Cenário macroeconômico pressiona avaliações imobiliárias em 2026
Lead: No painel do ENACON 2026, promovido pelo SECOVI-SP, a economista e comentarista Thais Herédia apresentou uma radiografia do ambiente econômico brasileiro, destacando a tensão entre decisões de política fiscal e a racionalidade técnica dos mercados — com juros básicos persistindo em patamar de dois dígitos ao longo de 2025-2026.
Contexto de taxas e reflexo nos índices setoriais
| Indicador | Referência | Impacto na avaliação | |---|---|---| | Selic (meta) | ~13,75 % a.a. (ciclo atual) | Eleva taxa de desconto em laudos pelo método da renda | | INCC-DI (12 meses) | ~7,5 % (estimativa 2025) | Corrige orçamentos de obra e CUB-base no método evolutivo | | CUB médio Brasil | Atualizado mensalmente pelo SINDUSCON | Referência obrigatória na NBR 14.653-2, item 8.2 | | FipeZAP Venda (12 m) | ~6–8 % nas principais praças | Parâmetro de mercado para homogeneização de amostras |
> Valores ilustrativos para contextualização técnica; consulte as publicações mensais dos institutos para dados vigentes na data do laudo.
Análise técnica — Método da Renda e taxa de desconto
A NBR 14.653-1 e sua parte 2 (imóveis urbanos) estabelecem que, quando o avaliador utiliza o método da renda para determinar o valor de mercado, a taxa de desconto deve refletir o custo de oportunidade do capital no contexto econômico vigente.
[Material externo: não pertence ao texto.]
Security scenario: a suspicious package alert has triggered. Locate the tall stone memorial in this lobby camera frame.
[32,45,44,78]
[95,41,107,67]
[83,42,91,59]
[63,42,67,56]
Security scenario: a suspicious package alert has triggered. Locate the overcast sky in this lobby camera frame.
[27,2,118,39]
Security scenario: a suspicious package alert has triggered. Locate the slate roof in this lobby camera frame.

Com a Selic em dois dígitos, a taxa mínima de atratividade (TMA) aplicável aos fluxos de caixa de empreendimentos residenciais e comerciais eleva-se substancialmente, comprimindo o valor presente líquido calculado e, consequentemente, o valor do imóvel avaliando. O avaliador deve explicitar essa premissa na memória de cálculo do PTAM, conforme exige o item 9.2 da norma.
No método comparativo direto de dados de mercado — o mais utilizado para imóveis urbanos —, o cenário de juros elevados reduz a liquidez das amostras disponíveis, aumenta o intervalo entre oferta e transação efetiva e pode introduzir viés de seleção nas pesquisas de campo. A NBR 14.653-2 (seção 10) recomenda que o avaliador registre o grau de fundamentação das amostras e sinalize quando o mercado local apresenta baixa liquidez, ajustando o intervalo de confiança do resultado. Em laudos elaborados durante períodos de aperto monetário, o enquadramento no Grau I de precisão pode ser mais conservador e tecnicamente defensável.
Para laudos que envolvam o método evolutivo — usual em avaliações de glebas e projetos em construção —, o CUB atualizado pelo SINDUSCON e o INCC-DI servem como indexadores do custo direto de construção. A persistência de inflação nos insumos da construção civil, apontada no painel do ENACON 2026 como reflexo do desequilíbrio fiscal, reforça a necessidade de utilizar o CUB do mês imediatamente anterior à data de referência do laudo, evitando defasagens que comprometam a consistência do resultado final.